My mic stand is a Peavey from back in the day when I was a singer for a number of bands. The Peavey can take an amazing amount of abuse from being transported from show to show as well as abuse from brutal venue staff. It has a heavy base which means it can double as a poor man's steadycam.

You'll find that most designs for DIY steadycams are a camera monopod with a weighted bottom. If your mic stand has a weighted base It will also double as a poor man's steadycam. Those rinky-dink stands with the tripod base may not work as well.

For a makeshift crane shot, completely tighten the mic stand screw cap, raise the mic stand to its maximum height, tighten the height adjustment, and remove the base.

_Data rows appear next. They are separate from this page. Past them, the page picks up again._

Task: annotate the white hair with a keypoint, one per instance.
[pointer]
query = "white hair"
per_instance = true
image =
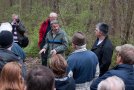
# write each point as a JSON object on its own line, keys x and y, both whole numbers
{"x": 53, "y": 14}
{"x": 111, "y": 83}
{"x": 6, "y": 27}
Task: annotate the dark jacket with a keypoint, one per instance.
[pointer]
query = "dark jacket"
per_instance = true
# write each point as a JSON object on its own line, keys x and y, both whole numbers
{"x": 44, "y": 29}
{"x": 8, "y": 56}
{"x": 66, "y": 83}
{"x": 18, "y": 50}
{"x": 104, "y": 52}
{"x": 83, "y": 65}
{"x": 59, "y": 42}
{"x": 124, "y": 71}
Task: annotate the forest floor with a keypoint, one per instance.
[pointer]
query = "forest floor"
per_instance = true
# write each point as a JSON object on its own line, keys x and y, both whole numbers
{"x": 32, "y": 62}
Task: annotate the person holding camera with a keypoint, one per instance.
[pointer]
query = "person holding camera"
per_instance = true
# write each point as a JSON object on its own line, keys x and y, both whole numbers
{"x": 18, "y": 31}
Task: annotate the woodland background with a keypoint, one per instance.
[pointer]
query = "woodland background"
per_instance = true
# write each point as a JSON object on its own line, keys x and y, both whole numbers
{"x": 74, "y": 15}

Then raise the mic stand high above your head.

Do not try this at home or anywhere at any time--you could break your neck, get dain bramaged, a sucking chest wound from being impaled, mangled, maimed, or killed: this video demonstrates a handheld crane shot.

Keep in mind that this hack was tested with a lightweight Jazz still/video camera for still photography, steadycam, and camera boom. Obviously, USE AT YOUR OWN RISK. If your camera has optical zoom it may be too heavy for steadycam and camera boom use.

I've used my mic stand monopod to shoot the still photography for my most recent articles with my optical zoom consumer camera but have been reluctant to test steadycam and camera boom use with it. I would not recommend it for heavier prosumer or professional cameras.